It is inevitable, a realisation on ones birthday or the day after, that the most exciting part of this occasion is when the best-before date on milk is the same date you become one year older. The day itself is usually a disappointment and frankly, at my age, is just to be ignored. I worked today for example, even though it’s my birthday. Most people do. The real tragedy is in the fact that it’s a bank holiday as well, so I should have been in a beer-assisted sleep.
I am beginning to believe that birthdays are for people old enough to be rightly nostalgic. Grey men trying to pawn their daughters to local money or the woman who did everything her mother told her to, and continued to even after her mother died. A birthday for them is the right to recount those years when life was still scary and still held the possibility you could become more than your parents, more than you inevitably did, a person bred to be ignored.

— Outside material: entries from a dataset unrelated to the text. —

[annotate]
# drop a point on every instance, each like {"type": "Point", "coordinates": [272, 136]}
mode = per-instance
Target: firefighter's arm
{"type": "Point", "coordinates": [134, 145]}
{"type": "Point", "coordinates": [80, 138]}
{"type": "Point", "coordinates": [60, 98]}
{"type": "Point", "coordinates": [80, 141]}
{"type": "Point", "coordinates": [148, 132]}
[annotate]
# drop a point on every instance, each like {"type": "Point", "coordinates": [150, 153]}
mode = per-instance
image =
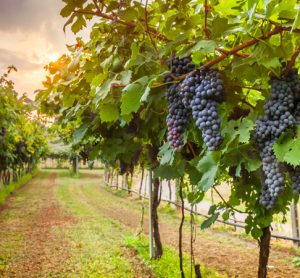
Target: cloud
{"type": "Point", "coordinates": [31, 33]}
{"type": "Point", "coordinates": [8, 57]}
{"type": "Point", "coordinates": [28, 15]}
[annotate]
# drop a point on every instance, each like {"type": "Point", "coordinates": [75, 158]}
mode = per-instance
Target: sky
{"type": "Point", "coordinates": [31, 36]}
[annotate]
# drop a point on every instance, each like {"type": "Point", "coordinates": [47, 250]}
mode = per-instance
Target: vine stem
{"type": "Point", "coordinates": [226, 203]}
{"type": "Point", "coordinates": [245, 44]}
{"type": "Point", "coordinates": [206, 11]}
{"type": "Point", "coordinates": [181, 231]}
{"type": "Point", "coordinates": [292, 62]}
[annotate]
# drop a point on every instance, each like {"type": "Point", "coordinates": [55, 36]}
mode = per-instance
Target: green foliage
{"type": "Point", "coordinates": [22, 135]}
{"type": "Point", "coordinates": [108, 93]}
{"type": "Point", "coordinates": [10, 188]}
{"type": "Point", "coordinates": [164, 267]}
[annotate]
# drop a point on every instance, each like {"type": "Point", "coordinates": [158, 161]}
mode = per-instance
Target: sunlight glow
{"type": "Point", "coordinates": [53, 57]}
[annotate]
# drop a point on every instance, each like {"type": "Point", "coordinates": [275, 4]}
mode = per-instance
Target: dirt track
{"type": "Point", "coordinates": [29, 220]}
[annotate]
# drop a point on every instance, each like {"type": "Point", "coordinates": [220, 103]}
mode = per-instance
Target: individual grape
{"type": "Point", "coordinates": [295, 179]}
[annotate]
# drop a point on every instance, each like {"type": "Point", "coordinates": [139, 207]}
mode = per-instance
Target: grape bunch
{"type": "Point", "coordinates": [180, 66]}
{"type": "Point", "coordinates": [202, 92]}
{"type": "Point", "coordinates": [295, 178]}
{"type": "Point", "coordinates": [177, 118]}
{"type": "Point", "coordinates": [280, 114]}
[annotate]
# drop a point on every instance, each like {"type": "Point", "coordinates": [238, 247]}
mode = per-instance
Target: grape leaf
{"type": "Point", "coordinates": [109, 112]}
{"type": "Point", "coordinates": [287, 149]}
{"type": "Point", "coordinates": [131, 98]}
{"type": "Point", "coordinates": [79, 133]}
{"type": "Point", "coordinates": [208, 167]}
{"type": "Point", "coordinates": [245, 129]}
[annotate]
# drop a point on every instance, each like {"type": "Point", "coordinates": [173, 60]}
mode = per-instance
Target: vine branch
{"type": "Point", "coordinates": [226, 203]}
{"type": "Point", "coordinates": [181, 231]}
{"type": "Point", "coordinates": [206, 11]}
{"type": "Point", "coordinates": [292, 62]}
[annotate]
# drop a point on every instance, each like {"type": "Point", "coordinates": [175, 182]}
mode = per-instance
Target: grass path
{"type": "Point", "coordinates": [59, 226]}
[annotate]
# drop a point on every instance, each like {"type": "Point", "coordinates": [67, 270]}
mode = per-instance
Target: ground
{"type": "Point", "coordinates": [63, 226]}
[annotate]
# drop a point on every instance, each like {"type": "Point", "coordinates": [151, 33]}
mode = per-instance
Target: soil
{"type": "Point", "coordinates": [44, 254]}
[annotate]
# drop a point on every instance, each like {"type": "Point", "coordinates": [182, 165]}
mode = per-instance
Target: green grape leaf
{"type": "Point", "coordinates": [245, 129]}
{"type": "Point", "coordinates": [208, 166]}
{"type": "Point", "coordinates": [131, 98]}
{"type": "Point", "coordinates": [78, 24]}
{"type": "Point", "coordinates": [287, 149]}
{"type": "Point", "coordinates": [79, 133]}
{"type": "Point", "coordinates": [108, 112]}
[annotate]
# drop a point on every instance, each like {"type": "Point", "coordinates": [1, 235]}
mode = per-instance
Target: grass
{"type": "Point", "coordinates": [99, 244]}
{"type": "Point", "coordinates": [96, 240]}
{"type": "Point", "coordinates": [168, 264]}
{"type": "Point", "coordinates": [9, 189]}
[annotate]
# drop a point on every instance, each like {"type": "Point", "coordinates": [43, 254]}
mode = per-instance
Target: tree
{"type": "Point", "coordinates": [111, 90]}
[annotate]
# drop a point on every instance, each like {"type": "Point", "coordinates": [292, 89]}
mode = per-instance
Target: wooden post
{"type": "Point", "coordinates": [150, 215]}
{"type": "Point", "coordinates": [295, 223]}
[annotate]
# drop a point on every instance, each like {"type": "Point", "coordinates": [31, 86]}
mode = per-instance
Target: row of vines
{"type": "Point", "coordinates": [22, 140]}
{"type": "Point", "coordinates": [202, 92]}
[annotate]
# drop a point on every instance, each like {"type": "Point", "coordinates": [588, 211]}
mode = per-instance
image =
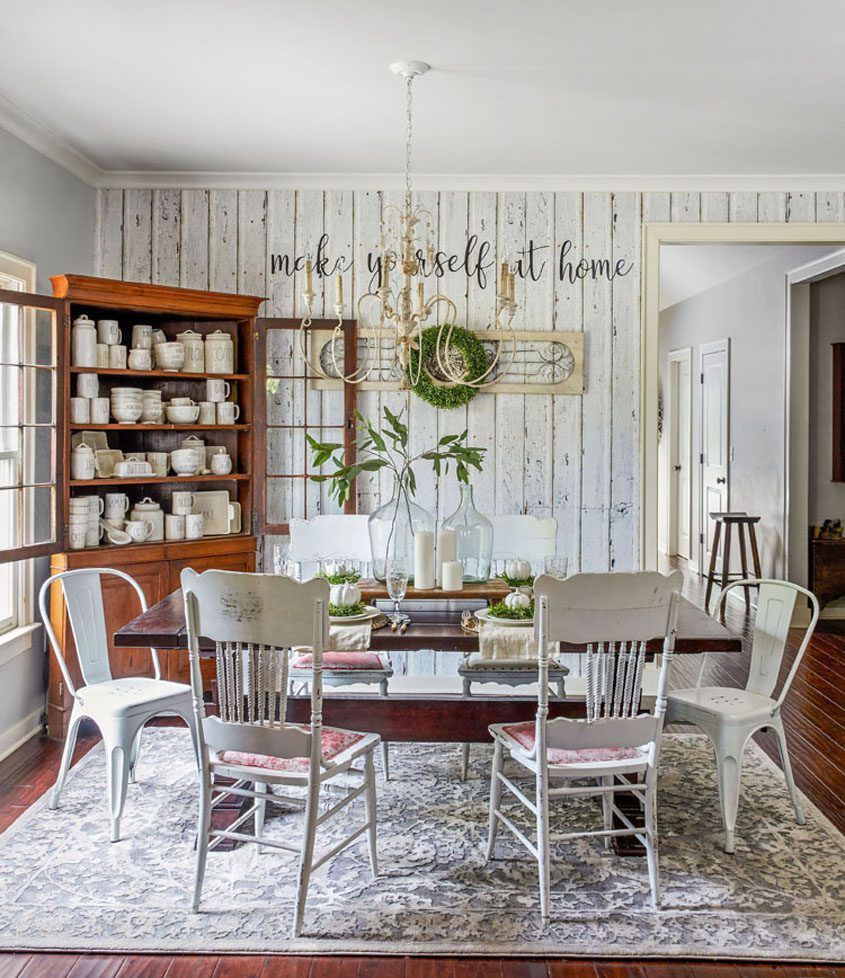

For me, right now, this day is about ghosts. I sense them in my peripheral vision, white flashes in doorways. I feel them touch my hands lightly, and my face, with the delicacy of a spider, disturbing the short, fine hair on my cheeks. They tease with their presence, never letting me see them directly, never poking or shouting ‘I’m here’. I am not frightened by them but distracted and I cannot focus on what I’m writing. Subtly deviant, they become naughtier as the night wears in and I can only wonder if they will be here next year.